Peran Partai sebagai Fasilitator Rakyat
Idrus menekankan bahwa partai politik seperti Golkar tidak boleh mengambil alih peran masyarakat, tapi menjadi fasilitator—khususnya dalam membuka akses terhadap tanah, teknologi, dan pembiayaan.
“Kalau pengusaha besar bisa dapat HGU ribuan hektare, kenapa masyarakat kecil tidak bisa dapat 10–20 hektare? Dari tanah itulah lahir pertumbuhan ekonomi kerakyatan,” katanya.
Golkar juga menegaskan dukungannya terhadap agenda hilirisasi non-tambang yang menjadi prioritas Presiden Prabowo. Program ini dinilai mampu mengatasi kesenjangan sosial, menciptakan pemerataan ekonomi yang lebih berkualitas dan menyeluruh.

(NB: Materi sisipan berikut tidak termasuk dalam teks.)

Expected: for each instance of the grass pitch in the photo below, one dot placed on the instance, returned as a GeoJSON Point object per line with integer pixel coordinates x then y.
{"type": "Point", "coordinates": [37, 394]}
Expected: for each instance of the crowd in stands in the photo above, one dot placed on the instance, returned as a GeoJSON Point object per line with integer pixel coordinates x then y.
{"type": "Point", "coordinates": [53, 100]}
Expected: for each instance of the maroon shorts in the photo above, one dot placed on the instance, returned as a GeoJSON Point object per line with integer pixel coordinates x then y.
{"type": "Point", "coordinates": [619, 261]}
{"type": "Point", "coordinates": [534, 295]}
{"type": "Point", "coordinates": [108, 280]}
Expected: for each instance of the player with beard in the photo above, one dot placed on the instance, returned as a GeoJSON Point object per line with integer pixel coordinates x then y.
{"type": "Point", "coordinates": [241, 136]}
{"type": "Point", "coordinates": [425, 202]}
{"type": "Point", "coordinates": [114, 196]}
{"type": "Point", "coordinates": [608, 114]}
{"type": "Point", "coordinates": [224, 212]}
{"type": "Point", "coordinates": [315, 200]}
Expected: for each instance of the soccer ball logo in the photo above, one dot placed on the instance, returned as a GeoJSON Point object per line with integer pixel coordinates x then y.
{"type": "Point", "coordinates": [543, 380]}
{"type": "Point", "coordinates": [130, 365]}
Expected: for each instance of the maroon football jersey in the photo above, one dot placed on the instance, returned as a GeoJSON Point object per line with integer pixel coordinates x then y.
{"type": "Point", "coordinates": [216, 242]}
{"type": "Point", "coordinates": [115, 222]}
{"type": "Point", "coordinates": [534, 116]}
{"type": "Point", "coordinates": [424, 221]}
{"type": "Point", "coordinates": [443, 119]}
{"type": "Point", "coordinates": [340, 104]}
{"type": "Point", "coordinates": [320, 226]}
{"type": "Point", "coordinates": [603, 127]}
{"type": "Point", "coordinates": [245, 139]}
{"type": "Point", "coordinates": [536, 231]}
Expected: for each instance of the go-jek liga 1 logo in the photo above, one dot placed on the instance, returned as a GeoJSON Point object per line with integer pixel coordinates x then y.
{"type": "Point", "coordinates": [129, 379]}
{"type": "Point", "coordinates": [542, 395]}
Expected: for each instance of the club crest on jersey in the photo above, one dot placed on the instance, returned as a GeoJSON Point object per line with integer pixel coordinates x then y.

“Jangan sampai pertumbuhan ekonomi tinggi secara statistik, tapi kemiskinan tetap besar. Itu artinya pertumbuhan tidak dinikmati rakyat,” ucap Idrus.
Ia menutup pernyataannya dengan menyatakan bahwa semangat nasionalisme dan keberpihakan pada rakyat harus menjadi fondasi utama setiap kebijakan ekonomi. Ia mencontohkan bagaimana Bahlil mewujudkan hal ini secara konkret.
“Pak Bahlil, misalnya, selalu hadir di tengah rakyat saat ada masalah. Beliau datang, belajar langsung, dan melapor kepada Presiden. Inilah praktik nyata visi Prabowo: rakyat tidak boleh dibiarkan sendiri,” pungkas Idrus.